After publishing War and Peace, Tolstoy publicly denounced several Russian military campaigns.

The last part of his novel "Anna Karenina" was not published in 1878 because it was critical of Russia's actions in the Russo-Turkish war.

Konstantin Levin, Tolstoy's hero in that novel, describes the Russian intervention in the war as "murder", and believes it inappropriate to drag the Russian people into it.

In 1904, Tolstoy wrote a public speech condemning the Russo-Japanese War, which has sometimes been compared to the Russian war in Ukraine.

"War again, again afflictions, absolutely unwarranted, again fraud, and again the astonishment and brutality of men," he said.

One can almost hear him screaming and telling the citizens of his country now: "Think of yourselves."

In one of his most famous pacifist writings in 1900, “Thou shalt not kill,” Tolstoy deeply diagnosed the problem of today’s Russia, and said, “The misery of nations is not caused by specific people, but by the special order of society in which people are so closely bound together that they all find themselves under The power of a few men, or often under the power of one, a man so perverted by his unnatural position as ruler of the fate and lives of millions, that he is always in an unhealthy state, and always suffers to some extent from the obsession of grandiosity.”

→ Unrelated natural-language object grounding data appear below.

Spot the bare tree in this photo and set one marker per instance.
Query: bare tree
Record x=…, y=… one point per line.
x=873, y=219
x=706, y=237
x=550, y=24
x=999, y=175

During the Russian famine of 1891-1892, Tolstoy began building kitchens for the poor to help his starving compatriots abandoned by the government.

He helped soldiers evade conscription in the Russian Empire, visiting and supporting imprisoned soldiers who did not wish to fight.

In 1899, he sold his last novel, Resurrection, to help a Russian Christian sect immigrate to Canada so that they would not have to fight in the Russian army.